Davacı vekili; müvekkilinin dava konusu taşınmazın kullanım haklarını şerh sahibi ...'dan 31.12.2001 tarihinde satın aldığı iddiası ile beyanlar hanesinde müvekkili lehine kullanıcı şerhi tesisi istemiştir.

İlk Derece Mahkemesince davanın reddine karar verilmiş, davacı vekilinin istinaf istemi üzerine Bölge Adliye Mahkemesince davacı uyuşmazlık konusu taşınmazı şerh sahibi gerçek kişi davalıdan 2B kadastro çalışmaları sonrasında 2001 yılında satın aldığını iddia ettiğine, ispat yükünün davacıda olduğunun anlaşıldığına, davacı tarafça zilyetliğin devrine ilişkin yazılı bir belgenin de dosyaya sunulamadığına göre, yerel mahkemece davanın reddine karar verilmesinde ve redle sonuçlanan davada karşı taraf lehine maktu vekalet ücreti takdirinde de sonuç olarak bir isabetsizlik bulunmadığı gerekçesi ile başvurunun esastan reddine karar verilmiş, davacı vekilince bu kez temyiz yoluna başvurulmuştur.
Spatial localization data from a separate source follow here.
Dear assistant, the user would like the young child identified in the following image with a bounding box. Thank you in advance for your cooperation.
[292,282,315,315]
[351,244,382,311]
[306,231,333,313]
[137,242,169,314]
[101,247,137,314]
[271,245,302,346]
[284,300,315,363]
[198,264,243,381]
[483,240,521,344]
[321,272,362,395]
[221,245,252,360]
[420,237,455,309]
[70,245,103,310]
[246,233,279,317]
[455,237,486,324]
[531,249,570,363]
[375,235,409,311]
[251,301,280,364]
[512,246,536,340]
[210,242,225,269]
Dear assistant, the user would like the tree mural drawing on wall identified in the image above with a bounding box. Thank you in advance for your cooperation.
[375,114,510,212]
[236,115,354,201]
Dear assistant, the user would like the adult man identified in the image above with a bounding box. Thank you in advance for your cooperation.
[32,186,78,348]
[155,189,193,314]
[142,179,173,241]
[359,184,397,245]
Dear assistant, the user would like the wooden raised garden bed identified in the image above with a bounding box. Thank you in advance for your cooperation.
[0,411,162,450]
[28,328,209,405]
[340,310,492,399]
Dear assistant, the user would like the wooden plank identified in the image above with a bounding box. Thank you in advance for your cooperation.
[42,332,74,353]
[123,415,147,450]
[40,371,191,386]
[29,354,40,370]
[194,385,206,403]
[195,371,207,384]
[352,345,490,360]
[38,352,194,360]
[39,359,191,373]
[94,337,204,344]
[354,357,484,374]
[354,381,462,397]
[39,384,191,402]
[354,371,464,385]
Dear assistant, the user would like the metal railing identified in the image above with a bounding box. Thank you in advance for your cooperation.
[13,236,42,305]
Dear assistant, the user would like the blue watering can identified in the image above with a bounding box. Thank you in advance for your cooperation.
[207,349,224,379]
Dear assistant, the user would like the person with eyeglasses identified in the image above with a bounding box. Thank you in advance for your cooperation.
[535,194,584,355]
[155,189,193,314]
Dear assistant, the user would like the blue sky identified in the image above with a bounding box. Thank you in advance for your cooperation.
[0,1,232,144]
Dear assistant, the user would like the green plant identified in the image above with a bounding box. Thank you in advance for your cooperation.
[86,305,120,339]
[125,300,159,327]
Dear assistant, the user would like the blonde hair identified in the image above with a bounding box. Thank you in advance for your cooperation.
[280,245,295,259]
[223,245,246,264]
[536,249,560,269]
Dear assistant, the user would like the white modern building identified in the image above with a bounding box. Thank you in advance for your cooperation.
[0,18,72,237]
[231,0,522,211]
Tarafların karşılıklı iddia ve savunmalarına, dayandıkları belgelere, uyuşmazlığa uygulanması gereken hukuk kuralları ile hukuki ilişkinin nitelendirilmesine, dava şartlarına, yargılama ve ispat kuralları ile İlk Derece Mahkemesi ve Bölge Adliye Mahkemesi kararlarındaki gerekçelere, 6100 sayılı Kanun’un 369/1 inci maddesi de gözetilerek yapılan incelemede aynı Kanun’un 371 inci maddesinde yer alan sebeplerden biri de bulunmadığına göre, temyizen incelenen karar usul ve kanuna uygun olup davacı vekilinin temyiz dilekçesinde ileri sürdüğü nedenler kararın bozulmasını gerektirecek nitelikte görülmemiştir.

SONUÇ: Açıklanan sebeplerle; temyiz olunan Bölge Adliye Mahkemesi kararının 6100 sayılı Kanun'un 370 inci maddesi uyarınca ONANMASINA, 269,85 TL peşin harcın onama harcına mahsubu ile kalan 157,75 TL'nin temyiz edenden alınmasına, dosyanın İlk Derece Mahkemesine, kararın bir örneğinin Bölge Adliye Mahkemesine gönderilmesine, 22.04.2024 tarihinde oy birliğiyle karar verildi.